Presumably Kim was watching the Pompeo briefing as closely as anyone, but then, as darkness descended, he must have thought he was thoroughly primed for his meeting with Trump. At least he was confident enough suddenly to leave the hotel, surrounded by his retinue, and clamber aboard the limousine that had been shipped from Pyongyang in one of two Russian-built Ilyushin planes.
(The need for his own personal limo was to be expected. But the planes also brought down his own portable toilet to "deny determined sewer divers insights into to the supreme leader's stools," as the South Korean press put it. Spies must not be allowed delicate information about the state of Kim's gut.)
With his mind apparently at ease, Kim's motorcade cruised slowly through city streets on the way to the city’s architecturally beautiful downtown beside a freshwater bay that’s shielded from the harbor where dozens of ships are anchored loading and unloading cargo containers on voyages throughout the region.
It was a tourist trip that Kim had been expected to take all day—but apparently was not ready to begin until he’d absorbed the message from Pompeo and, no doubt, a report from Choe Son Hui on her talks with Sung Kim.
“All preparations for the summit have come together very nicely,” said Pompeo. By tomorrow, with 5,000 members of the media from all over the world on hand for “this historic event,” he said, everyone should know if North Korea “shares this vision” as laid out by Trump, but he also did not expect immediate assent.
“We’re prepared to provide security assurances that are unique,” the secretary went on, parrying a question as to whether the U.S. would consider pulling out some of the 28,500 U.S. troops now on bases in South Korea.
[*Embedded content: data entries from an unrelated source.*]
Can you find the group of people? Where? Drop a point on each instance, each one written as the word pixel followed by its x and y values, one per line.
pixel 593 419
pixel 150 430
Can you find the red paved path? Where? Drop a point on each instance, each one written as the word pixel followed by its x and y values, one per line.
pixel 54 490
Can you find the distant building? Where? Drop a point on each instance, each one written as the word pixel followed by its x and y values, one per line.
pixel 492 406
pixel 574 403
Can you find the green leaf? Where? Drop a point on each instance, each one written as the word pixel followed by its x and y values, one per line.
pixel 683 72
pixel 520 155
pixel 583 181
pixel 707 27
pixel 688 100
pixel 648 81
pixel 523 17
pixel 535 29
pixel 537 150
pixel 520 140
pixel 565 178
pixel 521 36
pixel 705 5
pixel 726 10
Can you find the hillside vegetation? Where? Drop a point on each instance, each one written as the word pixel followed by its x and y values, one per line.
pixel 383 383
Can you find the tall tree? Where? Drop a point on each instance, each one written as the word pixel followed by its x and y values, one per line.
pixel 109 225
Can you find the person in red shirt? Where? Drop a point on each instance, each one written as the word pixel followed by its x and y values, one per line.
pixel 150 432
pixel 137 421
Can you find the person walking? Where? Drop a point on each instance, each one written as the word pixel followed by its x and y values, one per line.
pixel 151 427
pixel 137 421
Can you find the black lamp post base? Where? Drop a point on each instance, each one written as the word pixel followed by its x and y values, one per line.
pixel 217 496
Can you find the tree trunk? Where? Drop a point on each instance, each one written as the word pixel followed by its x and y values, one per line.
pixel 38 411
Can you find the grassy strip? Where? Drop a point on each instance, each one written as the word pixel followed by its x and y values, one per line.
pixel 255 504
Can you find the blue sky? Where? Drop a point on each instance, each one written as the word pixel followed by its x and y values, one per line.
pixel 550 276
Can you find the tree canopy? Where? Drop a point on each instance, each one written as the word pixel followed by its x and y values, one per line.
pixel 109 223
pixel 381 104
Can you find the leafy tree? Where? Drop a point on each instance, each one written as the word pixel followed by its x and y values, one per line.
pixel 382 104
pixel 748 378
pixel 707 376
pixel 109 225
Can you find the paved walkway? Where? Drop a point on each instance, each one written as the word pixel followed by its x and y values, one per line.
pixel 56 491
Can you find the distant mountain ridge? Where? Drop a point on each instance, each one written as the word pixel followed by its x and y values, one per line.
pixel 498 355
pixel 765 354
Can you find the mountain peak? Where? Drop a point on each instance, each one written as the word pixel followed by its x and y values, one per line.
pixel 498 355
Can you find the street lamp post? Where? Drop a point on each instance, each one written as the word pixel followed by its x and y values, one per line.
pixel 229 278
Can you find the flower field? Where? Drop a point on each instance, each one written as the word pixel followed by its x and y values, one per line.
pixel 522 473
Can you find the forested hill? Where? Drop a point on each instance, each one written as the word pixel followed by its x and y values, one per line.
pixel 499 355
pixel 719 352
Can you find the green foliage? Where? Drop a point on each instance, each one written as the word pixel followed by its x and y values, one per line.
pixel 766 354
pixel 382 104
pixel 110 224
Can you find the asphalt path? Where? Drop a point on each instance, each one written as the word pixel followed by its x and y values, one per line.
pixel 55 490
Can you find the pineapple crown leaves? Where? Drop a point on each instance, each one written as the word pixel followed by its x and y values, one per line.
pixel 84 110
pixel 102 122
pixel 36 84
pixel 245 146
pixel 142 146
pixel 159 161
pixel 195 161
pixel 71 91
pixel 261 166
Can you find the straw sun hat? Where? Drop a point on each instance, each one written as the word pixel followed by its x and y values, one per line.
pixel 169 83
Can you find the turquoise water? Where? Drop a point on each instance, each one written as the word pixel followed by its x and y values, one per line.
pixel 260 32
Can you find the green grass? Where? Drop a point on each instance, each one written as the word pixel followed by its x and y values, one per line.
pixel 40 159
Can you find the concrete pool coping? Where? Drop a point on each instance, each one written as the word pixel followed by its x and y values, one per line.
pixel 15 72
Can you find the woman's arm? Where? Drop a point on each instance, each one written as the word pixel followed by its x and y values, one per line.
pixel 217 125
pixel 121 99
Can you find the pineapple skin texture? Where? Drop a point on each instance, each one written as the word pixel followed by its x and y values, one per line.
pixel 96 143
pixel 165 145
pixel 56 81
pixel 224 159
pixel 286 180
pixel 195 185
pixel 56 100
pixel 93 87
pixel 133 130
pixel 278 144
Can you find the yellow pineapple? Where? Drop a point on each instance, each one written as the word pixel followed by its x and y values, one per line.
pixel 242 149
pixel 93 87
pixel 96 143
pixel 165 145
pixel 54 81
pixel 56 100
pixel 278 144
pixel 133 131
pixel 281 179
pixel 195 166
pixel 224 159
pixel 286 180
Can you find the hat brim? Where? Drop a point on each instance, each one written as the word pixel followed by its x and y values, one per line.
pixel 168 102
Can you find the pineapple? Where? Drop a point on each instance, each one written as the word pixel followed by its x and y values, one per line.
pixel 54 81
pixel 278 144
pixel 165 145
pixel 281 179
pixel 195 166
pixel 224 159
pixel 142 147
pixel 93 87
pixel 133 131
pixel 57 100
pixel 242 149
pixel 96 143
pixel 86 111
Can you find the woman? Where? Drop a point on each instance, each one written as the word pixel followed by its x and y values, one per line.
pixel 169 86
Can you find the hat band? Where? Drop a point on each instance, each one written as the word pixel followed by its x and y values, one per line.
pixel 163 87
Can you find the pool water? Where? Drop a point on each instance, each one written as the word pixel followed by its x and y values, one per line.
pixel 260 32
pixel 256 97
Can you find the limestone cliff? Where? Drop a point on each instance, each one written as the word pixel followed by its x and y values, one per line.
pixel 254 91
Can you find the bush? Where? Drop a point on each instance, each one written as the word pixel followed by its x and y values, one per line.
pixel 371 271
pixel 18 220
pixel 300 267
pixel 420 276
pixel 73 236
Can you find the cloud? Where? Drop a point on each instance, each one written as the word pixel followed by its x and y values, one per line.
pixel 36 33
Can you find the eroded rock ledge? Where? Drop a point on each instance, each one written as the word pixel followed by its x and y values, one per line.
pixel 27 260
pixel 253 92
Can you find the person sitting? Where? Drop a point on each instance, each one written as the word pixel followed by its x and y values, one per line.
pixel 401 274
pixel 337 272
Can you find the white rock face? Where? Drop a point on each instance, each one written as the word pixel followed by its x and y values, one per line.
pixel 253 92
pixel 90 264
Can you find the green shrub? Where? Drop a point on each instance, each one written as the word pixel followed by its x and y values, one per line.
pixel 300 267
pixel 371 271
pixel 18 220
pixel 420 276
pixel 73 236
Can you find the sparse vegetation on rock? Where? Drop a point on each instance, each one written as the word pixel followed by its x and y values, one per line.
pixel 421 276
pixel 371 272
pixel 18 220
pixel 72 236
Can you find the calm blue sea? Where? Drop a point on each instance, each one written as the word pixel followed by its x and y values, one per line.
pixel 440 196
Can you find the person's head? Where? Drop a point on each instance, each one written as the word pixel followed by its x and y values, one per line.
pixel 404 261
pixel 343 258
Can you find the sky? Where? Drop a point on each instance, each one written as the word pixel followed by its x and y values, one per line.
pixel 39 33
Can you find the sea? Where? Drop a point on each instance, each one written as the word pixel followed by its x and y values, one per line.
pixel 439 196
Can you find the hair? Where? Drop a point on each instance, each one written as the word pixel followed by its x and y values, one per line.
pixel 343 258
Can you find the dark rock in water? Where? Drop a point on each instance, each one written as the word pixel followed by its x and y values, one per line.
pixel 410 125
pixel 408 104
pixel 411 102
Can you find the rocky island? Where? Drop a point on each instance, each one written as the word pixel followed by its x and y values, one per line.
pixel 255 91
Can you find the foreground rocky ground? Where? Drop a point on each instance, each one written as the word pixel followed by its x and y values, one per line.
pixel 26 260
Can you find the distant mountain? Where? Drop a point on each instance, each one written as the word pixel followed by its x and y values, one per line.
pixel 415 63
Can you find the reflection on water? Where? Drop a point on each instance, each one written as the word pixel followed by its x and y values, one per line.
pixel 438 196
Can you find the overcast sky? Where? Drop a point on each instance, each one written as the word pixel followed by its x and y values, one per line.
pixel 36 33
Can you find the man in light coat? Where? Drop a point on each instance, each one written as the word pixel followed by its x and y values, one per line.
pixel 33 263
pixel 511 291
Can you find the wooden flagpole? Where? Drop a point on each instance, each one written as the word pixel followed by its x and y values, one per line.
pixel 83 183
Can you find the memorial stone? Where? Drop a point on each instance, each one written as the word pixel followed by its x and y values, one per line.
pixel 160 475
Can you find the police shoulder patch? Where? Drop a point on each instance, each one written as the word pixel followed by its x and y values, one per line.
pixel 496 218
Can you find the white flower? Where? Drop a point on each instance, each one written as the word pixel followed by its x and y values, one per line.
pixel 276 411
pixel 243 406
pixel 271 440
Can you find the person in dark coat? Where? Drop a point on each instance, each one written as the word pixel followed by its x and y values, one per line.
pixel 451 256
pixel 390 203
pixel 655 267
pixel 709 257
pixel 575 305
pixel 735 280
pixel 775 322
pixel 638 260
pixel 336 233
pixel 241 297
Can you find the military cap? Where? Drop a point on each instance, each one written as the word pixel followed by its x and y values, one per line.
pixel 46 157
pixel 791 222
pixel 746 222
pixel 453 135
As for when and under what conditions those security assurances would be made, “There’s going to be a lot of work left to do,” Pompeo said.
Trump, he claimed, “has laid out a process that’s fundamentally different from what we’ve done before.” What precisely is so different, though, remained a mystery. The key always was and always will be “verification” that the North is doing everything as promised.
Expectations, if not hopes, should reach a crescendo as motorcades carry Kim and Trump across the harbor Tuesday morning to Sentosa Island, where guards have been shielding the Capella Hotel for the past two days, shooing away intrusive journalists and other curiosity seekers.
The hotel sits atop a slight rise well beyond the road, invisible beyond shrubbery and trees. Nearby is Singapore's Universal Studios amusement part featuring a Jurassic Park tour. (“Be immersed in a world of dinosaurs with an all-new live action show.”) Ordinarily it’s Sentosa Island’s main attraction.
North Korea’s promises and commitments remain as remote as the setting in which Trump and Kim will be meeting. All that seemed clear was that Kim knew what he was going to say, how to say it—and how he expects to meet the challenge of an American president who, as we’ve seen recently, has the temper of a T-Rex.